A federal judge in Maryland has ruled that a county can’t force pro-life pregnancy centers that offer advice, diapers and other help to moms-to-be to post a sign advising women to go to another clinic for help.
The push for the mandatory signs came from the county, which adopted the demands of pro-abortion interests such as the National Abortion Rights Action League as its own.
But as U.S. District Judge Deborah Chasenow found, there simply was no evidence that such signs were needed.
“Even assuming … that [pro-life] centers are presenting themselves as medical providers and thus pregnant women are accepting their misinformation as sound medical advice, the county must still demonstrate the next supposition on the logical chain: that these practices are having the effect of harming the health of pregnant women,” the judge wrote Friday in banning the county from imposing its signage requirement.

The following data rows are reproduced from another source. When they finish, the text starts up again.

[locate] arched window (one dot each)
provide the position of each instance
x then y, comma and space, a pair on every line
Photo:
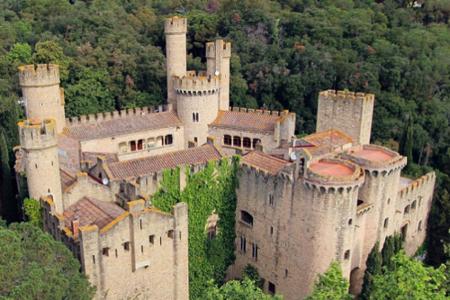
236, 141
247, 142
140, 144
168, 140
246, 217
133, 145
227, 139
256, 142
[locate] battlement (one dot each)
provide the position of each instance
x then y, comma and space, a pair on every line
414, 186
38, 75
334, 172
341, 95
115, 115
35, 134
261, 111
175, 25
376, 157
196, 85
211, 49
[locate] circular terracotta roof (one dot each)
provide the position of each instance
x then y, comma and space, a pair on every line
331, 168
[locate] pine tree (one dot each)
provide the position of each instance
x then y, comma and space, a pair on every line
373, 267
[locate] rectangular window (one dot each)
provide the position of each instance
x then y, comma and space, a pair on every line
243, 244
271, 288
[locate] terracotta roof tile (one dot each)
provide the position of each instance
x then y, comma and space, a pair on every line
265, 162
143, 166
89, 211
326, 141
247, 121
123, 125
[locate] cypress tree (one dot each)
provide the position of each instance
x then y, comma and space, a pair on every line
6, 196
373, 267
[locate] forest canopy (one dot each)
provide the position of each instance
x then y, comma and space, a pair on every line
284, 52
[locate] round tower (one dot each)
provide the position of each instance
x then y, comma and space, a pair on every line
42, 94
382, 168
330, 192
175, 29
198, 105
218, 54
39, 140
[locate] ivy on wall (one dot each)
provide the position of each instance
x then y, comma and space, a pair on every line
211, 189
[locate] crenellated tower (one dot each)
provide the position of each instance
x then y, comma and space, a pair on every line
175, 29
218, 54
197, 100
42, 94
39, 141
348, 112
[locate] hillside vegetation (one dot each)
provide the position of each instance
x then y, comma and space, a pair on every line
284, 52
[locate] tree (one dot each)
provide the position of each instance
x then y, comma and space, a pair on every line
237, 290
409, 279
35, 266
6, 193
373, 267
331, 285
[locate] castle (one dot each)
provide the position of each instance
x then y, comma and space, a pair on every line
302, 202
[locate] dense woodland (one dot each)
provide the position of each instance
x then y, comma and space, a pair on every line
284, 52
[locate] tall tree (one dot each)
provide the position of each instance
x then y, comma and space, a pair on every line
373, 267
35, 266
409, 279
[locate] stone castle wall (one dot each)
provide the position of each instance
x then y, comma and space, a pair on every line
41, 92
346, 111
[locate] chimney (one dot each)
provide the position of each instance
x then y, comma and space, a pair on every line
75, 226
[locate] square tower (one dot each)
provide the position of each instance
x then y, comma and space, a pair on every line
348, 112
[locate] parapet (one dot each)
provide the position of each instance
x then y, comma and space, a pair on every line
346, 95
115, 115
374, 157
211, 49
35, 134
262, 111
332, 171
175, 25
38, 75
196, 85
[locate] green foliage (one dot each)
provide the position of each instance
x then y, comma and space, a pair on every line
409, 279
211, 189
331, 285
6, 192
373, 267
237, 290
33, 212
35, 266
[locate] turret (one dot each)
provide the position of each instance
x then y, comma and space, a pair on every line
39, 141
198, 105
218, 54
348, 112
175, 29
42, 94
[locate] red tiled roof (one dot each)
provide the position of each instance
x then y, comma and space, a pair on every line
265, 162
123, 125
335, 169
373, 154
142, 166
246, 121
89, 211
326, 141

“The county has failed this task. NARAL volunteers did not forgo medical care because of the [centers], they were merely testing the system as part of an investigation. Dr. Tillman, the county’s health officer and Rule 30(b)(6) expert, testified that she never received one complaint about [those centers] in the eight years she had been the county’s chief of public health, nor had any evidence that an actual pregnant woman – as opposed to a NARAL volunteer – delayed seeking medical care after patronizing a [center].

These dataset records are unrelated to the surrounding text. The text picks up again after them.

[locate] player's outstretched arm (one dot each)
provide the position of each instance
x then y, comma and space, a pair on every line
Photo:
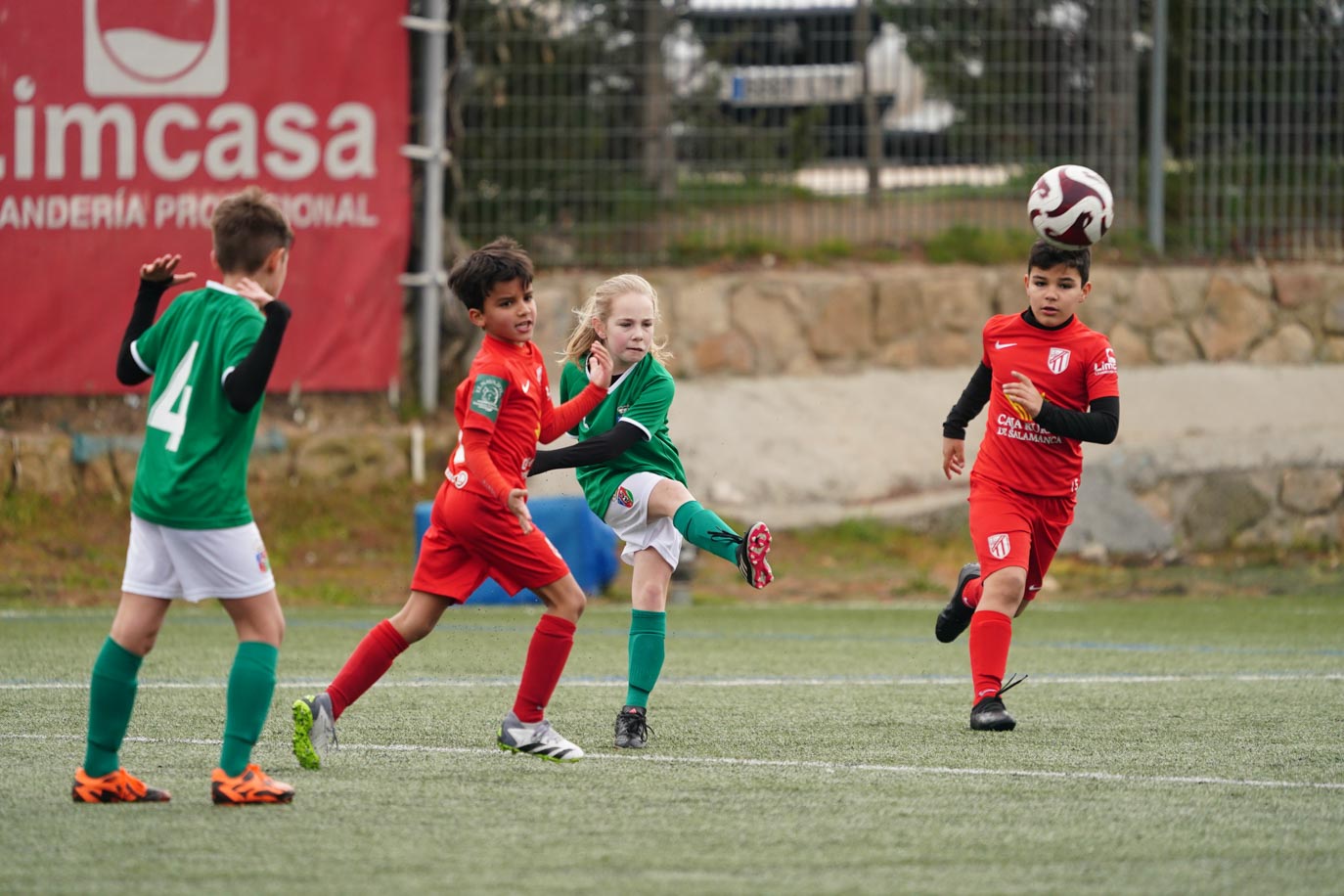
558, 421
1099, 424
953, 457
157, 277
246, 383
600, 449
972, 400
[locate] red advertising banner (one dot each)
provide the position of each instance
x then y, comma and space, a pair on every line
122, 122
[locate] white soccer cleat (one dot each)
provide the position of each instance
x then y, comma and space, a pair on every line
536, 739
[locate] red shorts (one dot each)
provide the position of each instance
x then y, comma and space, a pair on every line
1015, 529
470, 539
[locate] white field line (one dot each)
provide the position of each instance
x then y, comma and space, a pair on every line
839, 681
926, 771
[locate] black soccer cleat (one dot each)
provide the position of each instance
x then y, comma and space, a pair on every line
991, 715
956, 615
632, 729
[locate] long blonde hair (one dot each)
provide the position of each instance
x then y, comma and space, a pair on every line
599, 305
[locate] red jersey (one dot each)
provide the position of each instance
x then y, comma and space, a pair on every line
506, 394
1070, 366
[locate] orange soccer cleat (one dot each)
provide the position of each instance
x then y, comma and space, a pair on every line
114, 787
251, 786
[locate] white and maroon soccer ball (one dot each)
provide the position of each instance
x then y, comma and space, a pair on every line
1071, 207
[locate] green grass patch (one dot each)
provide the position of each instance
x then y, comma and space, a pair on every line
1163, 745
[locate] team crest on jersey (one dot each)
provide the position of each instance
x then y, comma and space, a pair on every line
487, 395
999, 546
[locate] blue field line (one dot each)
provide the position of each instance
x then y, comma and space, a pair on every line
805, 637
719, 681
809, 765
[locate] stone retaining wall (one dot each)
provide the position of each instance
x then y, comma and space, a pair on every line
768, 321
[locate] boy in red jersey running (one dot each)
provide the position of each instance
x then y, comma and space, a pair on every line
480, 524
1052, 383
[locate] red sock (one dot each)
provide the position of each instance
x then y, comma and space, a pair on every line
546, 657
991, 633
970, 594
371, 658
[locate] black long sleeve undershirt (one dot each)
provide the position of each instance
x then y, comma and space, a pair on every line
973, 399
600, 449
1097, 425
141, 316
246, 383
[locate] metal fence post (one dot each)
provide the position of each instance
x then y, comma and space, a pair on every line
1157, 130
430, 278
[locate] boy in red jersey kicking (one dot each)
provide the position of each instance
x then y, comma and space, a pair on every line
1052, 384
480, 524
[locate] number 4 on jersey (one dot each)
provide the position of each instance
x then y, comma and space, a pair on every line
168, 413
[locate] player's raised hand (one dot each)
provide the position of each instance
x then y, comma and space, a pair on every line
953, 457
517, 504
164, 269
252, 291
1024, 394
600, 366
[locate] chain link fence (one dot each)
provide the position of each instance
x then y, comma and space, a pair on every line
640, 132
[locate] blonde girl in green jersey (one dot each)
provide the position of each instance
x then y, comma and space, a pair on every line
632, 477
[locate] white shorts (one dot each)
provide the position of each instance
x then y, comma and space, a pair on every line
195, 564
628, 514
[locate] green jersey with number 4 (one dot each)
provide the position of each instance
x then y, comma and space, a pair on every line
642, 395
193, 471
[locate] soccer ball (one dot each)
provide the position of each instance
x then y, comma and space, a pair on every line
1071, 207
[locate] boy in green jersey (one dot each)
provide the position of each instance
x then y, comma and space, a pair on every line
632, 477
193, 533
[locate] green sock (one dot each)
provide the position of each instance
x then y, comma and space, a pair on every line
251, 683
112, 696
648, 634
704, 529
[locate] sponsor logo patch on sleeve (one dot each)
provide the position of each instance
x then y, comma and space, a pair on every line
487, 395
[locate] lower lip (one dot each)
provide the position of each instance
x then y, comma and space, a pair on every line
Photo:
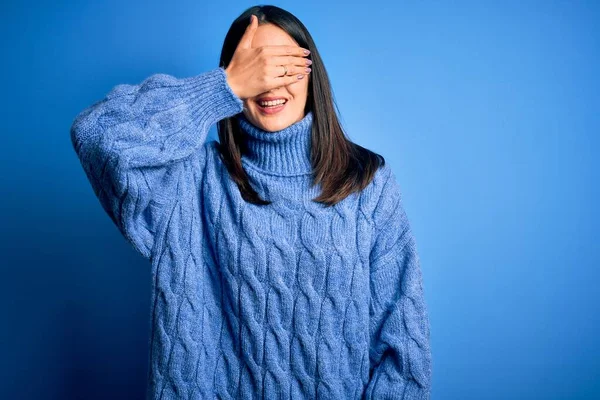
271, 110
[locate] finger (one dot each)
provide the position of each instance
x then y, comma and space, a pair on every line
277, 70
285, 50
288, 60
289, 79
246, 40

“Quite simply, the county has put no evidence into the record to demonstrate that [the centers'] failure clearly to state that no doctors are on premises has led to any negative health outcomes,” the judge said.
According to the Alliance Defending Freedom, which worked on the legal particulars of the case involving the Centro Tepeyac center, it was a good sign, because other lawsuits on the same issue are pending in Baltimore, New York City, San Francisco and Austin.
The issue is that pro-abortion interests are demanding that pregnancy counseling centers – which offer advice and sometimes financial help, diapers and and other services – identify prominently and publicly that they don’t have a licensed doctor on staff. In fact, the Montgomery County sign demand was for wording that advised women to go somewhere else.
However, the regulations are worded carefully so that similar advice from pro-abortion centers, such as Planned Parenthood, is exempt from the requirement.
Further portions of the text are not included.